Appeal by the defendant, by permission, from an order of the Supreme Court, Kings County (Feldman, J.), entered January 25, 2005, which denied, without a hearing, his motion pursuant to CPL 440.10 to vacate a judgment of the same court rendered June 27, 2001, convicting him of murder in the second degree, upon a jury verdict, and imposing sentence.
Published by New York State Law Reporting Bureau pursuant to Judiciary Law § 431.
This opinion is uncorrected and subject to revision before publication in the Official Reports.

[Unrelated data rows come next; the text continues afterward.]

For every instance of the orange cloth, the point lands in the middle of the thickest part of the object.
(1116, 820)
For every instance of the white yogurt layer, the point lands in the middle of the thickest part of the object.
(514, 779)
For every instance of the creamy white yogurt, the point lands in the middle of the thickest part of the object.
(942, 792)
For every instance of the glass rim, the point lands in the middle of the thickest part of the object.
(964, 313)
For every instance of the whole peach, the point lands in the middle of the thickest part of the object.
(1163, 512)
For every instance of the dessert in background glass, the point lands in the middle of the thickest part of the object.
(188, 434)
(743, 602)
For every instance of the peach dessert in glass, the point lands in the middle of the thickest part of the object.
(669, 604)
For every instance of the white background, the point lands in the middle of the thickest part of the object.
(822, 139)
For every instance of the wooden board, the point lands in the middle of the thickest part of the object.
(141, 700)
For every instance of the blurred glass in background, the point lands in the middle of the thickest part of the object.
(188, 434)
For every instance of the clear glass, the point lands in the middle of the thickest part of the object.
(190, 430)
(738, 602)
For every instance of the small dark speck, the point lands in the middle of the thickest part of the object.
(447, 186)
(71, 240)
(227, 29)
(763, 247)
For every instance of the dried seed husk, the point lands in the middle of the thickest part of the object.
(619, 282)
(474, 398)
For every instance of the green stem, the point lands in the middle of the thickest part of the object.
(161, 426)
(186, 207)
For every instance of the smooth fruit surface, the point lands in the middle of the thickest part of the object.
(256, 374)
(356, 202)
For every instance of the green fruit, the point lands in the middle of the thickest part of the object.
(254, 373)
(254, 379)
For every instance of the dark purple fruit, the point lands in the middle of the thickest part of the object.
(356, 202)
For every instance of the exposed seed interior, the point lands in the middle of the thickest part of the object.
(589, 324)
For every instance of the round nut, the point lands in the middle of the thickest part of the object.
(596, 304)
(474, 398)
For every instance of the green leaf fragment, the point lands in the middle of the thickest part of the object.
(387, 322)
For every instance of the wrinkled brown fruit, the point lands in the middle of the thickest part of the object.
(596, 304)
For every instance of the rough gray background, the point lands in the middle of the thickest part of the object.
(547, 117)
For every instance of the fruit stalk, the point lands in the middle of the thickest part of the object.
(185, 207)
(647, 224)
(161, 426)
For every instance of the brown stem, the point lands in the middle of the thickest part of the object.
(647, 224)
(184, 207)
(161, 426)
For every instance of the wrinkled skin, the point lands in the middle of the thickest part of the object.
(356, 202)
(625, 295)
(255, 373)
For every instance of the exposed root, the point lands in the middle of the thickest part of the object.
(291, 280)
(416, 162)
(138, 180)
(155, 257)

REINALDO E. RIVERA, J.P., ANITA R. FLORIO, THOMAS A. DICKERSON and LEONARD B. AUSTIN, JJ.
(Ind. No. 1699/00)
DECISION & ORDER
ORDERED that the order is affirmed.
To obtain a hearing on a motion to vacate a judgment of conviction, it is the defendant's burden as movant to come forward with allegations that raise a triable issue of fact sufficient to challenge the presumed validity of a judgment of conviction (see People v Session, 34 NY2d 254, 255-256; People v Bacchi, 186 AD2d 663, 664-665). Mere conclusory allegations of ultimate facts are insufficient to warrant a hearing (see People v Brown, 56 NY2d 242, 246-247; see also People v Broxton, 34 AD3d 491, 492). Here, the defendant's claim of ineffective assistance of trial counsel was largely based upon unsubstantiated conclusory allegations and, thus, his motion pursuant to CPL 440.10 was properly denied without a hearing (see People v Brown, 56 NY2d at 246-247; People v Session, 34 NY2d at 256; People v Coleman, 37 AD3d 491, 491; People v Broxton, 34 AD3d at 492; People v LaPella, 185 AD2d 861, 862).
RIVERA, J.P., FLORIO, DICKERSON and AUSTIN, JJ., concur.